Base10 Partners, the lead investor, is a San Francisco-based venture capital firm that invests in companies automating sectors of what it calls "the Real Economy." Its portfolio includes Notion, Figma, Nubank, Stripe, and Aurora Solar. Rexhi Dollaku, General Partner at Base10, framed the investment in emphatic terms: "Supply chain and procurement is one of the largest, most underautomated markets in the Real Economy. AI agents are finally capable of doing the work, not just assisting with it." The supporting cast of investors reinforces the immigrant-founder narrative. Clara Ventures — founded by the executives behind Olapic's $130 million exit — specifically invests in driven foreign founders building in the United States, and Agell adds operational credibility from building Chartboost into a $100 million revenue business in under three years as a Spanish founder in Silicon Valley.
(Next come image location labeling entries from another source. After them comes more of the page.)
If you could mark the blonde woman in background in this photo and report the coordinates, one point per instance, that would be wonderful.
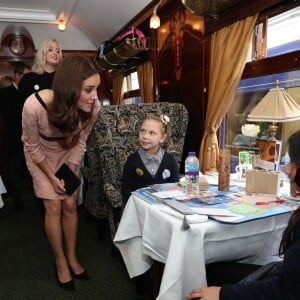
(47, 57)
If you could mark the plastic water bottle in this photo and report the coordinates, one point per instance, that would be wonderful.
(191, 167)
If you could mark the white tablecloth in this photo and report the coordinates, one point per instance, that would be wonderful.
(146, 233)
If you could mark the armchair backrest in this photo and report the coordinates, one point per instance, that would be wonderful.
(114, 137)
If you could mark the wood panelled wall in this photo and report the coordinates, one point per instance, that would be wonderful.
(183, 56)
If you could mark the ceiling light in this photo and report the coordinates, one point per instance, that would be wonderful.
(61, 25)
(155, 21)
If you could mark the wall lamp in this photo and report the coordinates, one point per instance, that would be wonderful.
(61, 25)
(155, 21)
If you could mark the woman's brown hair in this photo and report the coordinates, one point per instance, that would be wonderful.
(67, 86)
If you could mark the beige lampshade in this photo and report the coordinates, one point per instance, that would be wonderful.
(276, 106)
Why $2.1 million may stretch further than it looks for an enterprise AI startup

At $2.1 million, this is a deliberately small round for a company selling to large enterprises with notoriously long procurement cycles. Jara Montes argues it goes further than it appears for structural reasons. "We leverage Europe as a tech talent hub, where we have a deep network of exceptional engineers — people who want to work at the frontier of AI but have far fewer opportunities to do so than their US counterparts," he said. "We're not just lean — we're built to outcompete on capital efficiency while others are burning through runway trying to hire in San Francisco."

The go-to-market motion is designed for speed to revenue. Proofs of value are scoped, time-bounded, and converted to paying partnerships. The company says it is not running 18-month enterprise sales cycles before seeing a dollar. The milestone for the next raise is explicit: more paying customers, meaningfully stronger annual recurring revenue, and a repeatable sales motion that makes the seed round, as Jara Montes put it, "an obvious conversation."

Looking ahead, he outlined an ambitious three-year target: 20 to 30 large industrial enterprises in the U.S. and Europe running Traza across their procurement operations, with over a billion dollars in procurement spend flowing through the platform. Whether that vision is achievable depends on several interlocking variables — the pace at which AI agent capabilities continue to improve, the speed of enterprise adoption in a traditionally conservative buyer segment, and Traza's ability to navigate the competitive gauntlet of incumbents adding AI features and well-funded startups attacking adjacent workflows.

But the underlying math may be on Traza's side. In procurement, the money that disappears does not look like waste. It vanishes into inefficiency, missed obligations, unmanaged risks, and forgotten commitments — the kind of silent losses that no one tracks because no one has the bandwidth to track them. The traditional mandate of procurement, as currently configured, ends where the value gap begins: at signature. Traza is building an AI workforce that picks up where the humans leave off. For an industry that has spent decades losing $55 million at a time to the back office nobody watches, that might be precisely the point.